Steinfiguren und Grabhöhlen im Süden Kolumbiens zeugen von einer längst vergangenen Kultur. Die zum UNESCO-Weltkulturerbe zählende Anlage zieht Touristen aus aller Welt an.

Die knapp einen Meter große Steinfigur bleckt vier mächtige Vampirzähne, den Mund zu einem teuflischen Grinsen verzogen. In den Händen hält der Grobian zwei Keulen, sein Geschlechtsteil ist mit einer Schnur nach oben gebunden. Seine Begleiter links und rechts wirken nicht freundlicher. Die drei grimmigen Gesellen stehen auf der Mesita A – im Süden Kolumbiens. Es ist eine der ersten Figurengruppen, die in San Agustín Ende des 19. Jahrhunderts ausgegraben wurden.

Doch ob die Figuren, die auf zahlreichen Hügelkuppen in und um San Agustín stehen, auf Rituale verweisen, oder ob sie nur Grabräuber abschrecken sollten, darüber rätseln die Archäologen immer noch. Einig ist man sich beim Entstehungsdatum: Die ältesten stammen aus dem 3. Jh. v. Chr. "Schon als die Spanier im 16. Jahrhundert kamen, wussten die damals hier lebenden Stämme nicht mehr, wofür die Figuren gut waren", erklärt uns der Schweizer Rene Suter, der in San Agustín das kleine Öko-Gästehaus El Maco betreibt.

Der Geländewagen schlängelt sich auf Serpentinen immer tiefer in die grasgrüne Schlucht hinunter. Weit unten ist der Rio Magdalena zu sehen, mit 1500 Kilometern der längste Fluss Kolumbiens. Gleich hinter der wackligen Brücke halten wir am Estrecho del Magdalena. Am Berghang wischt ein Mann einer lebensgroßen Madonnenstatue liebevoll mit einem Tuch das Gesicht sauber. Während wir sinnieren, wie Kajakfahrer den tosenden Strudel kategorisieren würden, hupt der Fahrer zur Weiterfahrt. Denn nicht alle Sehenswürdigkeiten sind wie die Mesita A vom Dorf aus zu Fuß zu erreichen, und so haben wir ein Auto gemietet, um die weiter außerhalb gelegenen Statuen zu besichtigen. Auch in Obando gibt es Schacht- und Megalithgräber, mit Sarkophagen innen und grimmigen Figuren außen. An den Skulpturen im Park Alto de los Idolos sind teilweise noch rote und blaue Bemalungen zu erkennen.

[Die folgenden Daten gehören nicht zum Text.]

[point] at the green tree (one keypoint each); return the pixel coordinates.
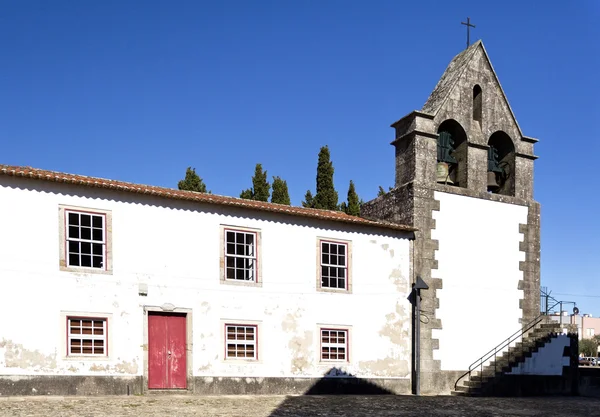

"San Agustín ist seit vielen Jahren ein ganz sicheres Reiseziel", zerstreut Rene etwaige Sicherheitsbedenken. "Seit die Straße nach Bogotá so gut ausgebaut ist, können Reisende in wenigen Stunden das Weltkulturerbe erreichen", sagt Rene.

Im weitläufigen Archäologischen Park nicht weit vom Gästehaus El Maco erzählt Regine von ihrem ausgefeilten Reiseplan, der es ihr ermöglicht, in zwei Wochen ganz Kolumbien zu sehen: "Ich bin heute früh mit dem Nachtbus aus Bogotá gekommen, und morgen geht es mit dem Nachtbus weiter."

Die Steinfiguren, die verstreut im Urwald stehen, blicken über derlei Hektik stoisch hinweg. Manche wirken ganz niedlich – wenn sie nur nicht diese Hauer hätten… Nur Tierradentro, ebenfalls Weltkulturerbe, passte nicht in Regines Nachtbus-Route. Zu abgelegen sind die in Fels gehauenen Gräber, nur durch enge Gebirgstäler zu erreichen.

Der Fahrer hat es eilig

Hoch über dem Tal des Rio Magdalena fährt der Kleinbus nach Norden. An den steilen Hängen wachsen Bananen und Zuckerrohr, einige Kaffeeplantagen benutzen Maracuja-Spaliere als Schattenbäume. Bald wird die Landschaft karger, die Straße schlechter. Eingequetscht zwischen sechs Erwachsenen, einem Kleinkind und einem Hahn werden wir auf der überdachten Ladefläche eines Pritschenwagens durchgeschüttelt. Der Fahrer hat es eilig.

Alpine Bergwiesen und felsige Gipfel rasen vorbei. Das Dorf San Andres besteht aus einer strohgedeckten Kirche, ein paar Straßen und einer Handvoll Häusern. Nur ein weiterer Tourist ist in der einzigen Herberge abgestiegen. Aus dem geschützten Talkessel, in dem das Dorf liegt, führt ein steiler Weg zwischen ein paar Kleinbauernhöfen hinauf bis auf den Grat des Aguacate, auf über 2000 Meter. Hier eröffnet sich ein grandioser Blick über die Berglandschaft – und auf einige große schwarze Löcher im Boden, direkt oben auf dem Grat. Es sind Eingänge zu Grabhöhlen aus dem 10. bis 12. Jh. Alle wurden im Laufe der Zeit geplündert. Heute sind manche nur noch überschwemmte Gruben, in andere kann man hineinklettern, wird mit Entdecker-Feeling und spärlichen Wanddekorationen belohnt, die auch im funzeligen Schein der Taschenlampe nur schwer zu erkennen sind: ein farbiger Kreis, ein waagerechtes rotes Band. Die Grabhöhlen, so erklärt das kleine Museum, wurden nur für die Zweitbestattung von Knochen und Asche benutzt, vorher begrub man die Leichen für einige Jahre in der Erde. Für alle Urnen der Familie gab es dann ein gemeinsames, aufwändig geschmücktes Schachtgrab.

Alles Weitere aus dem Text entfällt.